2. Knowledge of the exact details of warhead innards could potentially help an adversary plan to render them inert in the case of actual war. Exactly details unclear, but it had to do with being able to estimate how much radiation you could deposit on a warhead to render its inner parts non-working or at least poorly-working. They prefer the uncertainty there.
3. While it isn’t really suspected that the US or Russia have big design secrets to keep from each other, there might be little “surprises” that they’d rather not share. And more importantly, if you are talking about including any other nations in this agreement, it quickly gets tricky — i.e., knowing the exact values of fissile materials in each warhead might set other nations on new design paths, etc.

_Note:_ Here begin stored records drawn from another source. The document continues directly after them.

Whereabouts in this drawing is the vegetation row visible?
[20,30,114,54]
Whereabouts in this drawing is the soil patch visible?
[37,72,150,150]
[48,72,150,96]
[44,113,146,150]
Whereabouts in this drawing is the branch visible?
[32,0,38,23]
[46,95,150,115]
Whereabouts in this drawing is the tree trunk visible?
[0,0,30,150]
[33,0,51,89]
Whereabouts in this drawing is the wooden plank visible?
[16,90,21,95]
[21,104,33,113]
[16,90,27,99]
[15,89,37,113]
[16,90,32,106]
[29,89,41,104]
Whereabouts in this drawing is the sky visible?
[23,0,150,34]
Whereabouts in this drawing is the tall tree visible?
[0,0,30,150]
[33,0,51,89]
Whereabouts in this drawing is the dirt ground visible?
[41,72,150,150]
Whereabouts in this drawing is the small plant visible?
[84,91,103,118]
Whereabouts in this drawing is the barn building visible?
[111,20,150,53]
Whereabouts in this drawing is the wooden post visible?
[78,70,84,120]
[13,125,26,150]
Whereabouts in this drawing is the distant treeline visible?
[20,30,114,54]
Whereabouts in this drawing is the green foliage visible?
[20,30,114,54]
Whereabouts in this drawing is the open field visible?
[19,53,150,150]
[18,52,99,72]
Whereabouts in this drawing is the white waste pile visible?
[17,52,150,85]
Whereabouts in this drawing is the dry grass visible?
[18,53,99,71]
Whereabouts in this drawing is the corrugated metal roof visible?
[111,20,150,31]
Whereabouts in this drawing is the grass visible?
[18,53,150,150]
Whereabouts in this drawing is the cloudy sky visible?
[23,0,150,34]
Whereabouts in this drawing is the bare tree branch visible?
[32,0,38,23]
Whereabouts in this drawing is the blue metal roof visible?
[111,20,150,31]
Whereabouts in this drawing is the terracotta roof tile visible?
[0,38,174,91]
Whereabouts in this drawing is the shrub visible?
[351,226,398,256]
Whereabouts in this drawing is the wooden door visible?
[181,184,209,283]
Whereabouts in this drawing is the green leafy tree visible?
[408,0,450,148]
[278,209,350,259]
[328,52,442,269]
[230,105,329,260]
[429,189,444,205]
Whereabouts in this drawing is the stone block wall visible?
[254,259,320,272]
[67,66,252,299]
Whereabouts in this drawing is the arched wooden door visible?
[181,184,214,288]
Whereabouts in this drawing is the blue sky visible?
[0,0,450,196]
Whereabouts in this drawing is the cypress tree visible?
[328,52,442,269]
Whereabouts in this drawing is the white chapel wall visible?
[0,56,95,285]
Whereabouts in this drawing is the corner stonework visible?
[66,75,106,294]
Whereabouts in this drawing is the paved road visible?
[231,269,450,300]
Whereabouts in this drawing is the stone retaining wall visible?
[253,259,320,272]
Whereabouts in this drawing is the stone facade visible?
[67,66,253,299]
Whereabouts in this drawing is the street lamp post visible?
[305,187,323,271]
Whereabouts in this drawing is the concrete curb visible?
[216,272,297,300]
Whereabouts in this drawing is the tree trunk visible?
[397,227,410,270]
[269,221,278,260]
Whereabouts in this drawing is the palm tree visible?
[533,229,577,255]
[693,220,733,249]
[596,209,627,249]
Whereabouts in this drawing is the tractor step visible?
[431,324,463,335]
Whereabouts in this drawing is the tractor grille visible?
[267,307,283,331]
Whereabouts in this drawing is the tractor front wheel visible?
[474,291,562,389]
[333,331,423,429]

Separately, one might consider this to be partially the difference between the declassification of a principle, and the declassification of a specific implementation. The idea of a stealth fighter is not classified, but many of the specifics of any active stealth fighter usually would be. Those who were arguing for eliminating bomb secrecy in the 1940s usually would draw this distinction as well: general principles of the technology should not be classified (because in principle they are available to any scientist), but specific implementations could be, because those involve engineering choices that in theory are less predictable and knowledge of which could allow the design of countermeasures.
But I do admit to sharing the feeling that all of this is a contortion around secrecy rules — that if secrecy was lessened, verification gets easier. But there is something to the idea that history has not borne that out as a very effective strategy with regards to the US and Russia.